I professori bolognesi, ha detto Crosetto, «possono stare tranquilli: quegli ufficiali che loro oggi rifiutano sdegnati domani e sempre, saranno pronti a difenderli ugualmente, ove e in caso fosse necessario. Spero solo che, ove e se (Dio non voglia), ciò accadesse, questi professori saranno, almeno moralmente, a fianco delle forze armate che hanno giurato di difendere, sulla Costituzione, sempre e ovunque ogni cittadino italiano. Come fanno già tutti i giorni».

La polemica ha visto la reazione anche del premier Giorgia Meloni: «ritengo – scandisce – che la decisione assunta dal Dipartimento di Filosofia dell’Università di Bologna sia un atto incomprensibile e gravemente sbagliato». Si tratta «non solo di una scelta inaccettabile, ma di un gesto lesivo dei doveri costituzionali che fondano l’autonomia dell’Università». E questo, sottolinea Meloni, perché, «in quanto centro di pluralismo e confronto, ha il dovere di accogliere e valorizzare ogni percorso di elevazione culturale, restando totalmente estraneo a pregiudizi ideologici. Questo rifiuto implica una messa in discussione del ruolo stesso delle Forze Armate, presidio fondamentale della difesa e della sicurezza della Repubblica, come previsto dalla Costituzione».

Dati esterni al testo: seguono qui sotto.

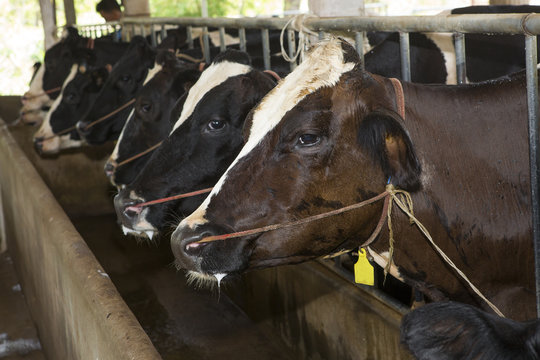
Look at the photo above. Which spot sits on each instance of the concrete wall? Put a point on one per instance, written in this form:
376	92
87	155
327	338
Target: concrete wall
77	310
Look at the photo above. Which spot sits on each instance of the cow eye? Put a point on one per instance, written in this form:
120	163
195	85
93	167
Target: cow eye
70	98
306	140
216	125
146	108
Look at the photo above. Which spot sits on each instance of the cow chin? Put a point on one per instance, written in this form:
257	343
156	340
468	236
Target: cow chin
209	259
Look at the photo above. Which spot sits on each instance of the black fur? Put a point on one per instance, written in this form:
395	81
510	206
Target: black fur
372	134
452	331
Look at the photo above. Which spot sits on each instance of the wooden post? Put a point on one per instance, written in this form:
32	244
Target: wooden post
138	8
48	12
69	9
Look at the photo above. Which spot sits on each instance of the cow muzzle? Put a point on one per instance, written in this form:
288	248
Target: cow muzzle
131	216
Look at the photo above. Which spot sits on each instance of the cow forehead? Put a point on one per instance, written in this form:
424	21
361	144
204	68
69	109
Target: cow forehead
323	67
214	75
152	72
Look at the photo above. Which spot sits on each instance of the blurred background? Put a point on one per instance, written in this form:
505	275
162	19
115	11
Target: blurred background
22	44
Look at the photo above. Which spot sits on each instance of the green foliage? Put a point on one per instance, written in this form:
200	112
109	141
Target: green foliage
216	8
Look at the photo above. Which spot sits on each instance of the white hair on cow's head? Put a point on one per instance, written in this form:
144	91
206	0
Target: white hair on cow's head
211	77
323	67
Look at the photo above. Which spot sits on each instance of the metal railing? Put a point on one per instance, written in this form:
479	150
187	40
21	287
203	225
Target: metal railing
355	27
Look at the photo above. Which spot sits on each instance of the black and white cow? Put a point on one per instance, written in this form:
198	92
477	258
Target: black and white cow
57	131
57	66
433	58
203	142
150	121
456	331
124	81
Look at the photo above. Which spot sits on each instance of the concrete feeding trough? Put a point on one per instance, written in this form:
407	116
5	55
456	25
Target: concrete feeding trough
90	306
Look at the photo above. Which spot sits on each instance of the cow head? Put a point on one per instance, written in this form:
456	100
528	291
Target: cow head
59	59
150	121
123	83
325	137
80	88
49	76
203	142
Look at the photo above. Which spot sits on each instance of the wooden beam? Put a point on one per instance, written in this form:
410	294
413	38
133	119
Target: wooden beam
48	12
69	9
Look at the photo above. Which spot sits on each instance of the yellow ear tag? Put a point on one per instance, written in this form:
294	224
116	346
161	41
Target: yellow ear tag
363	271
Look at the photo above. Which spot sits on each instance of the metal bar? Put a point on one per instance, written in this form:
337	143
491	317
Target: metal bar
405	56
189	34
163	33
461	66
143	31
153	35
292	48
359	42
466	23
242	37
266	48
532	106
206	45
222	46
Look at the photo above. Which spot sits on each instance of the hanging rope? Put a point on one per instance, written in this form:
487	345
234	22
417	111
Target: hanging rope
297	24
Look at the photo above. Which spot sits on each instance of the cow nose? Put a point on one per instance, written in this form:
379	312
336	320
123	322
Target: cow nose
185	241
126	209
38	144
82	129
109	169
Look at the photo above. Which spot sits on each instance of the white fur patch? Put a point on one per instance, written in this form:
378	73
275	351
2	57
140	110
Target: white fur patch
114	156
45	130
214	75
323	67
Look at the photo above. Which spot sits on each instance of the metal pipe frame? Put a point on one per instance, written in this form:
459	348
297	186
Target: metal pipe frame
526	24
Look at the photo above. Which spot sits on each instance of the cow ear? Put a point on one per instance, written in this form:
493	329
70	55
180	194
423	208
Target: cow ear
381	135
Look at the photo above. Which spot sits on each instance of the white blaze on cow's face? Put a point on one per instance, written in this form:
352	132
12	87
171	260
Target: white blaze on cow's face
34	99
323	67
151	74
52	144
211	77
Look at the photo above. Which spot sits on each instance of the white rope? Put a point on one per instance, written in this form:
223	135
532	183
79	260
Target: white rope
297	24
406	209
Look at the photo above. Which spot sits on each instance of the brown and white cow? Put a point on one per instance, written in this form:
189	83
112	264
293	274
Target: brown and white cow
329	135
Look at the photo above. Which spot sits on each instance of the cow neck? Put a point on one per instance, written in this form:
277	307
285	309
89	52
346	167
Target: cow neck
105	117
400	97
45	92
138	155
391	195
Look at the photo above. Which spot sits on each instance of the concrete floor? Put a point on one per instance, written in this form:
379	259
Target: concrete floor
18	335
182	322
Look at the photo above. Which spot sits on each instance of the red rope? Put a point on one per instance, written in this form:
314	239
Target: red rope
260	230
136	156
174	197
46	92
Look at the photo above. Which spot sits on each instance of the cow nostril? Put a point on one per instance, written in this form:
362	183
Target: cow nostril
109	168
131	212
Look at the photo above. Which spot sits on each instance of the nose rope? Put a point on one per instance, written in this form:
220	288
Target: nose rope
105	117
74	127
400	197
174	197
138	155
45	92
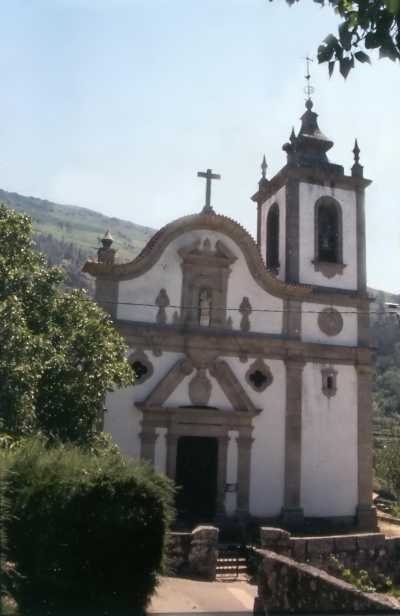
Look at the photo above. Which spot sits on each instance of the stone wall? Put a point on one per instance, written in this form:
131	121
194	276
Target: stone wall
194	554
373	552
286	586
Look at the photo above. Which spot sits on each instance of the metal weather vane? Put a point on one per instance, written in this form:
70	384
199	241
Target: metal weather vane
309	88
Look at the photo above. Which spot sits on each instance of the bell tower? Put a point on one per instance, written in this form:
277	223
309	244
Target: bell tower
310	215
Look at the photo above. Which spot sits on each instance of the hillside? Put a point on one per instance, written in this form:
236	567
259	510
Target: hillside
70	224
68	235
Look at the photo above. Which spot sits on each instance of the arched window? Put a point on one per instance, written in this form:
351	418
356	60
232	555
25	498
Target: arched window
328	231
273	238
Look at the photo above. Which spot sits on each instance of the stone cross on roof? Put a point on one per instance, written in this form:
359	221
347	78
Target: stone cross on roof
208	175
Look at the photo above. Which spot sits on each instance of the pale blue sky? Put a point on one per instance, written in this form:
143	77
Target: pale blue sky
116	104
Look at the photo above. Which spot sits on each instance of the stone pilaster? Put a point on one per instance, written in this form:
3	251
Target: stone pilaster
292	318
221	478
292	510
172	447
106	295
292	231
366	513
244	442
148	439
361	241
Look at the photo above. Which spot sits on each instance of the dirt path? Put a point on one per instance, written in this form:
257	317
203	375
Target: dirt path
178	596
390	529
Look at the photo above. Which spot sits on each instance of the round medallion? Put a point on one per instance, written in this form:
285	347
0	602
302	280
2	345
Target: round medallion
330	321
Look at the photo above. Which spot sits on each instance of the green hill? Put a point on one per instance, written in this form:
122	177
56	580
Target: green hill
70	224
68	235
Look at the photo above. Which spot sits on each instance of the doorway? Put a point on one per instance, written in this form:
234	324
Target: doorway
196	478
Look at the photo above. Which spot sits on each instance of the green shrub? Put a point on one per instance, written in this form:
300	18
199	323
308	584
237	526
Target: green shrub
88	526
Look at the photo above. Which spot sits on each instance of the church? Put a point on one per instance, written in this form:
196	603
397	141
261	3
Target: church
252	359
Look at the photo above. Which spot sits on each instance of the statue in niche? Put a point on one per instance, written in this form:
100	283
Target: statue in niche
205	308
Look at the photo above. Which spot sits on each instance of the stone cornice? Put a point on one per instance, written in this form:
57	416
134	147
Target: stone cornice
213	222
311	175
225	343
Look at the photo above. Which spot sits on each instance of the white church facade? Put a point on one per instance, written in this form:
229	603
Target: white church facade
252	358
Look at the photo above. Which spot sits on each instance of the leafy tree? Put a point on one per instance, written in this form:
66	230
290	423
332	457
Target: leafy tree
365	25
388	463
59	353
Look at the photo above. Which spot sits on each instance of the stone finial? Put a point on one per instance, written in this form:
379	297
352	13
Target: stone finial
263	182
356	152
357	170
106	254
264	168
245	310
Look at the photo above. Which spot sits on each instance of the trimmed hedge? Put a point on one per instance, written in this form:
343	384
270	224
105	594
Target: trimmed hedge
87	528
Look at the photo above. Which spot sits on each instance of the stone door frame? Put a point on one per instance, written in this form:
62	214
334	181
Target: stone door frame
203	422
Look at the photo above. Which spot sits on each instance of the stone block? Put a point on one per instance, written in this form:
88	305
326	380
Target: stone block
298	546
345	543
286	587
370	541
205	533
270	536
203	552
320	545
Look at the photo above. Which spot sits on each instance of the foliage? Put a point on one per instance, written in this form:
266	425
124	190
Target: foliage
365	25
59	352
388	464
88	527
69	234
360	578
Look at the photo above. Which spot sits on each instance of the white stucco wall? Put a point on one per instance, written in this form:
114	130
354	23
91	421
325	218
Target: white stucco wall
310	331
309	194
268	451
280	199
122	419
329	444
167	274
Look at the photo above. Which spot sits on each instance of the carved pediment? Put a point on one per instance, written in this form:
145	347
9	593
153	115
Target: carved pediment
200	387
202	251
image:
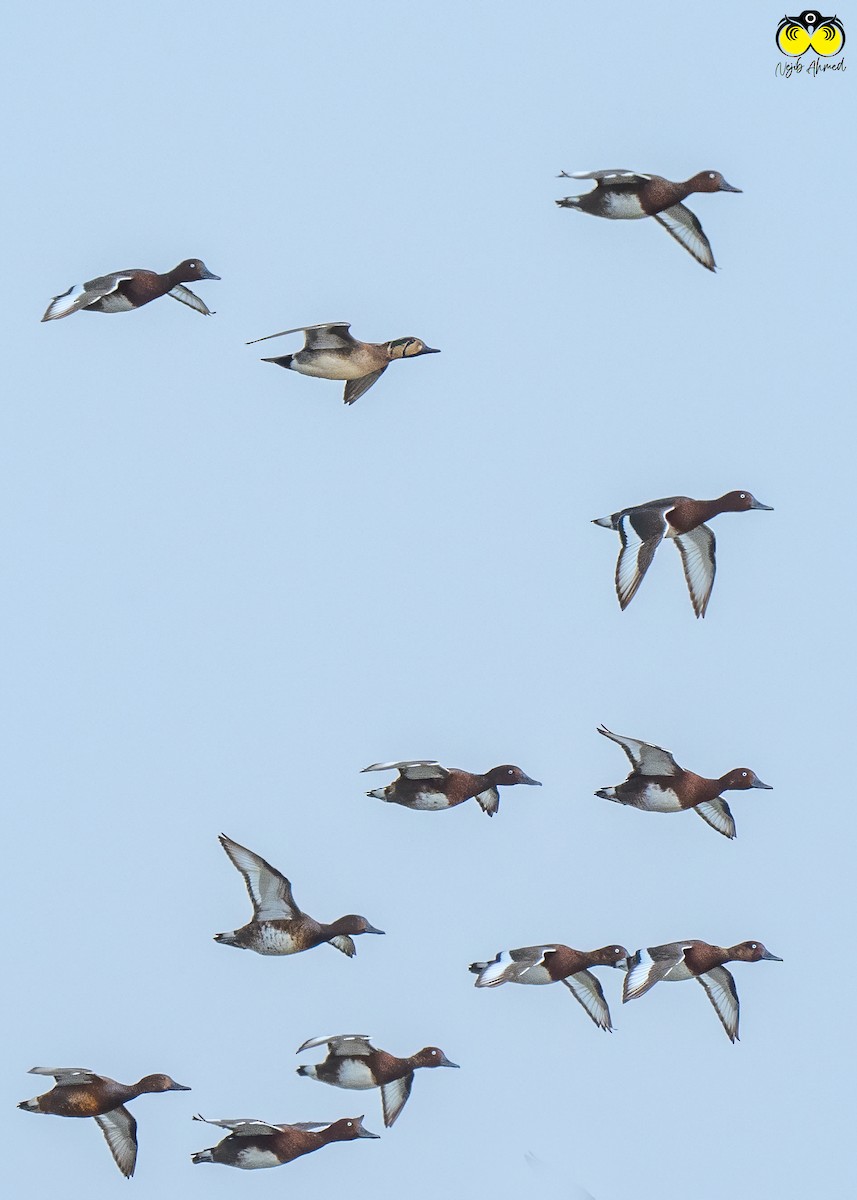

Poi, evidenzia Meloni, «avere personale formato anche in discipline umanistiche garantisce quella profondità di analisi, di visione e di pensiero laterale essenziale per affrontare le sfide che alle Forze Armate sono affidate».

Considerazioni, quelle esplicitate dal presidente del Consiglio, cui fanno eco le parole del ministro Bernini che assicura che «il corso si farà. Mi faccio garante della sua realizzazione». Al riguardo, ha parlato proprio a Modena, «mi impegno, con un forte senso di responsabilità, a garantire non solo l’attivazione del corso, ma anche un passo in più: ho proposto la creazione di un gruppo interforze delle università dell’Emilia Romagna, guidato dall’Ateneo di Modena Reggio Emilia, per rispondere in modo efficace alle esigenze formative degli allievi dell’Accademia».

All’attacco dell’Esecutivo, il rettore Molari risponde garantendo che «l’Università di Bologna non ha mai negato né rifiutato l’iscrizione a nessuna persona. Come per tutti gli Atenei italiani, chiunque sia in possesso dei necessari requisiti può iscriversi liberamente ai corsi di studio dell’Ateneo, comprese le donne e gli uomini delle Forze Armate», chiosando che «l’Università di Bologna collabora stabilmente con l’Accademia Militare di Modena, ai cui allievi, in virtù di specifici accordi ormai ventennali, sono riservati posti presso il Corso di Laurea in Medicina Veterinaria».

 Sulla vicenda e sui suoi strascichi non sono mancati i commenti del mondo della politica con gli esponenti del centrosinistra critici sulla discesa in campo della premier.